After she went to bed, he carried on drinking before arriving uninvited at her room at 1.20am and repeatedly pushed her onto a bed, tried to pull up her nightdress, pushed her against a wall and tried to kiss her before she eventually managed to get him to leave.

He admitted a charge of sexual assault and was placed on the sex offenders register. His sentence was deferred for reports.

Speaking outside court, Bowes-Lyon said: 'I am greatly ashamed of my actions, which have caused such distress to a guest in my home. Clearly I had drunk to excess on the night of the incident.

'As someone who is only too well aware of the damage that alcohol can cause, I should have known better. I recognise, in any event, that alcohol is no excuse for my behaviour. I did not think I was capable of behaving the way I did but have to face up to it and take responsibility.'

Sheriff Alistair Carmichael ordered Glamis Castle to be assessed for its suitability for a tagging order.

There could be technical problems because of its thick walls and large open spaces.

A technical assessment by the tagging firm G4S has yet to be carried out, but it is seen as improbable that Bowes-Lyon could stay at the castle while wearing a tag.
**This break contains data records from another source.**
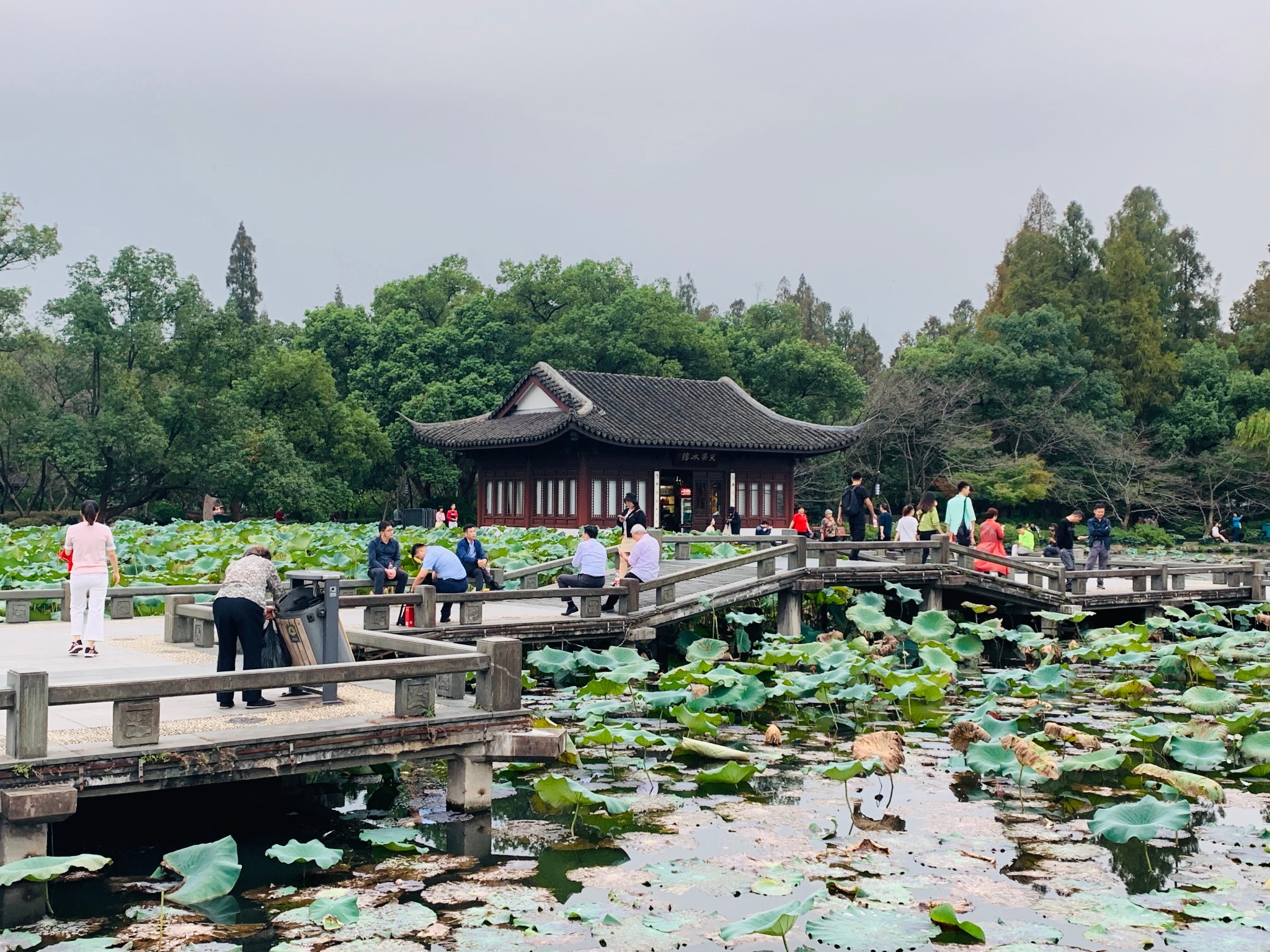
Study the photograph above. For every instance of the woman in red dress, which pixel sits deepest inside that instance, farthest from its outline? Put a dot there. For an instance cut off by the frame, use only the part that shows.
(992, 541)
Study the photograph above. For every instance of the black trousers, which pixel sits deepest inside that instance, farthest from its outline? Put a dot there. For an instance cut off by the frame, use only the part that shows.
(858, 532)
(451, 586)
(926, 536)
(239, 621)
(579, 582)
(380, 579)
(611, 602)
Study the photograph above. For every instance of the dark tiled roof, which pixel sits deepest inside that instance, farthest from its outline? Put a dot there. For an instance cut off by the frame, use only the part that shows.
(652, 412)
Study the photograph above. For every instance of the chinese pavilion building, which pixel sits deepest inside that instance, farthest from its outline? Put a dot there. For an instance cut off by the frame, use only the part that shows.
(567, 446)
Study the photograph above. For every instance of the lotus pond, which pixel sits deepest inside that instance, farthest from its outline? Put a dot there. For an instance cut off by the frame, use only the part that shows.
(887, 780)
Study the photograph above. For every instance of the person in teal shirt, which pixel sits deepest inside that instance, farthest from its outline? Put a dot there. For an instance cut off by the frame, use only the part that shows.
(959, 516)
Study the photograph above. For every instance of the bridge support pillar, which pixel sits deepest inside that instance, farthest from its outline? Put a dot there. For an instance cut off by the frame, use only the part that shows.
(789, 612)
(469, 783)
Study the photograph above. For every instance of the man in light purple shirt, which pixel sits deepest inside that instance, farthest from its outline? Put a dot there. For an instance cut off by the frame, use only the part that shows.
(644, 560)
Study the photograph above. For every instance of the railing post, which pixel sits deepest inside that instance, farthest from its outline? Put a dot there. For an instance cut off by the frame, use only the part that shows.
(798, 558)
(120, 606)
(25, 735)
(498, 689)
(177, 628)
(427, 615)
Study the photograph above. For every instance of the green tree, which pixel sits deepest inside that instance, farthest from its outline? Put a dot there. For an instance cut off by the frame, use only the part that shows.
(241, 278)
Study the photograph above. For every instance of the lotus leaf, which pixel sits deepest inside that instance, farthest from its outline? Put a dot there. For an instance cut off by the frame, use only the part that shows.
(944, 914)
(1256, 748)
(902, 592)
(397, 838)
(1197, 754)
(868, 619)
(873, 599)
(706, 650)
(863, 930)
(42, 868)
(310, 852)
(1106, 759)
(730, 774)
(933, 626)
(1209, 701)
(211, 870)
(714, 752)
(776, 920)
(1140, 819)
(333, 912)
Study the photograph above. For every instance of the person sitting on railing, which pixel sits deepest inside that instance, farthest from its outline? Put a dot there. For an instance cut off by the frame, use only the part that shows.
(241, 611)
(441, 569)
(906, 528)
(992, 541)
(384, 560)
(1100, 541)
(471, 553)
(592, 564)
(644, 560)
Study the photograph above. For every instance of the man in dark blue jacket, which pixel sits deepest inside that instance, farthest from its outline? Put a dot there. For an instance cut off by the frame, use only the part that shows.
(471, 553)
(1100, 541)
(384, 560)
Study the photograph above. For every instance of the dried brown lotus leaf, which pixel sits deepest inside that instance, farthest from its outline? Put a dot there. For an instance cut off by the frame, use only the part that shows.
(887, 747)
(1032, 756)
(1189, 785)
(1061, 731)
(966, 731)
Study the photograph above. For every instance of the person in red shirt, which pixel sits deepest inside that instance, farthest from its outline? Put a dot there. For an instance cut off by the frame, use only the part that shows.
(799, 523)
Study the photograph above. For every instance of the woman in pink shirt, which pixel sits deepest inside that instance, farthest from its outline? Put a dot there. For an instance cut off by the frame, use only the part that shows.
(91, 545)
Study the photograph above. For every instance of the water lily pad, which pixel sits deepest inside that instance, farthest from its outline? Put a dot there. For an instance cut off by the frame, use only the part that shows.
(41, 868)
(864, 930)
(211, 870)
(1203, 700)
(1140, 819)
(1197, 754)
(310, 852)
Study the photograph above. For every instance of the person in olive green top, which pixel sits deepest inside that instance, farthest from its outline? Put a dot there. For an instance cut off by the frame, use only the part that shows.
(928, 521)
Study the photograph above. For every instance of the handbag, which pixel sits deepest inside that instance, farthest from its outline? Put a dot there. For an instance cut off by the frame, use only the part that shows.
(273, 653)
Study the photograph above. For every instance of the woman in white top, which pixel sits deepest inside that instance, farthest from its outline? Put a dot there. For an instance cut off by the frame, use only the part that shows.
(89, 545)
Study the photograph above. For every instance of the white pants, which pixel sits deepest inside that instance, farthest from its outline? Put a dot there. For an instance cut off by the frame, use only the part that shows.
(88, 606)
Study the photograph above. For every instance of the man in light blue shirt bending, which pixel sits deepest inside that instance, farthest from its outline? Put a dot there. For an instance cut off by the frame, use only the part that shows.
(591, 562)
(441, 569)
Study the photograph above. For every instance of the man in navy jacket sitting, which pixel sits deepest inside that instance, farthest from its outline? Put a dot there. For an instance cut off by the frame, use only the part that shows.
(471, 553)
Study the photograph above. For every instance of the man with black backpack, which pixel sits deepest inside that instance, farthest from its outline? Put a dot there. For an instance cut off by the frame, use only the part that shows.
(853, 508)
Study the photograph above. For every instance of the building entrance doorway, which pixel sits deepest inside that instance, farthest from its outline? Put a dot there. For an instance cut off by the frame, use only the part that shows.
(675, 501)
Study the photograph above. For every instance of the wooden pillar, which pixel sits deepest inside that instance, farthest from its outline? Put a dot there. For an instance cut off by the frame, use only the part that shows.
(789, 612)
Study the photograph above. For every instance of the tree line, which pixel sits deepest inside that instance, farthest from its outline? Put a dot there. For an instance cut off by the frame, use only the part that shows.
(1098, 368)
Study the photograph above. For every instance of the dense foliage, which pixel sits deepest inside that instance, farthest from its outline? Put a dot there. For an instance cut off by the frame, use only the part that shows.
(1098, 368)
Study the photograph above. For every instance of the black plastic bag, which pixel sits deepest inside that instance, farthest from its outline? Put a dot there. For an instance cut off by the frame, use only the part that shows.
(273, 653)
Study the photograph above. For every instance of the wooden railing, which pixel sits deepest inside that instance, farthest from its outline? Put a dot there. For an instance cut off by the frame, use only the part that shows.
(29, 696)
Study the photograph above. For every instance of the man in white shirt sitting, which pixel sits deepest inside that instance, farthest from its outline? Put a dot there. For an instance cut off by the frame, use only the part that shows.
(644, 560)
(592, 564)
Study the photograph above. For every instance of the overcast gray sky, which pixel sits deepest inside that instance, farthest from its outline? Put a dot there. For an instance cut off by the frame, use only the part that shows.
(887, 150)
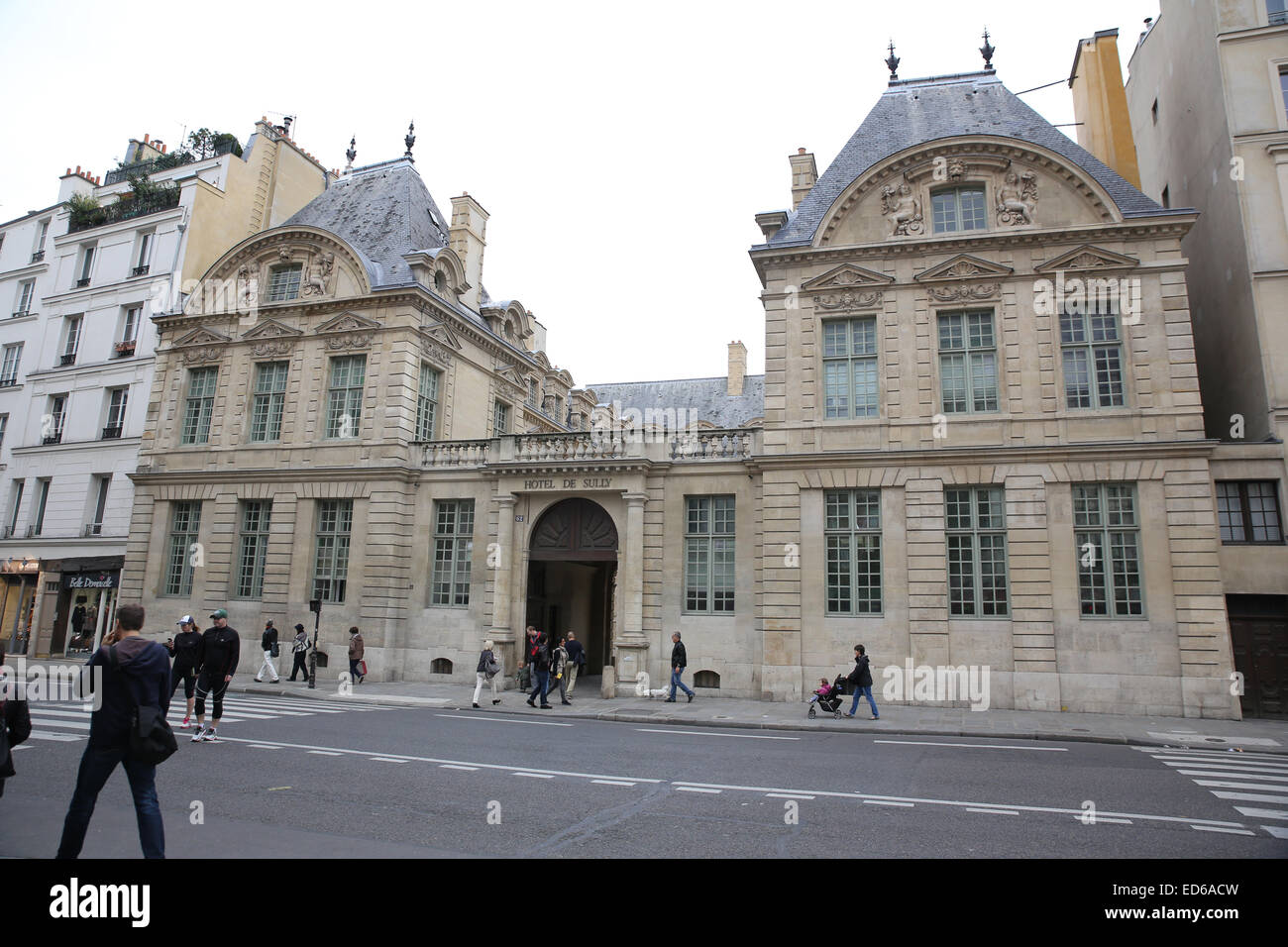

The system works by triggering an alert if the tagged person strays beyond a specified area, with radio signals used rather than GPS satellite surveillance, which has yet to be given approval for widespread use.

One source close to the case said: 'It's highly unlikely that he could stay in a castle and be tagged successfully. A radio transmitter box is set up within the premises and that sends a signal if the person goes outside strict limits beyond certain times.

'There are big rooms, wide open spaces and usually very thick walls in old buildings like this, so it's not really suitable — he may have to move out and specify another property.'

Back in the summer, Bowes-Lyon was interviewed by a travel writer over a glass of whisky at the castle.

He was asked about the so-called monster of Glamis, a child of noble birth 'so wretchedly malformed', to quote from the travel writer's article, that 'he was not allowed to be seen in public, so hideous that he remained hidden in the castle in which he was spawned, so accursed that mention of his very existence was forbidden . . .'

Did he happen to know who this monster of urban legend was, Bowes-Lyon was asked.

'Look no further. Here I am,' came the reply.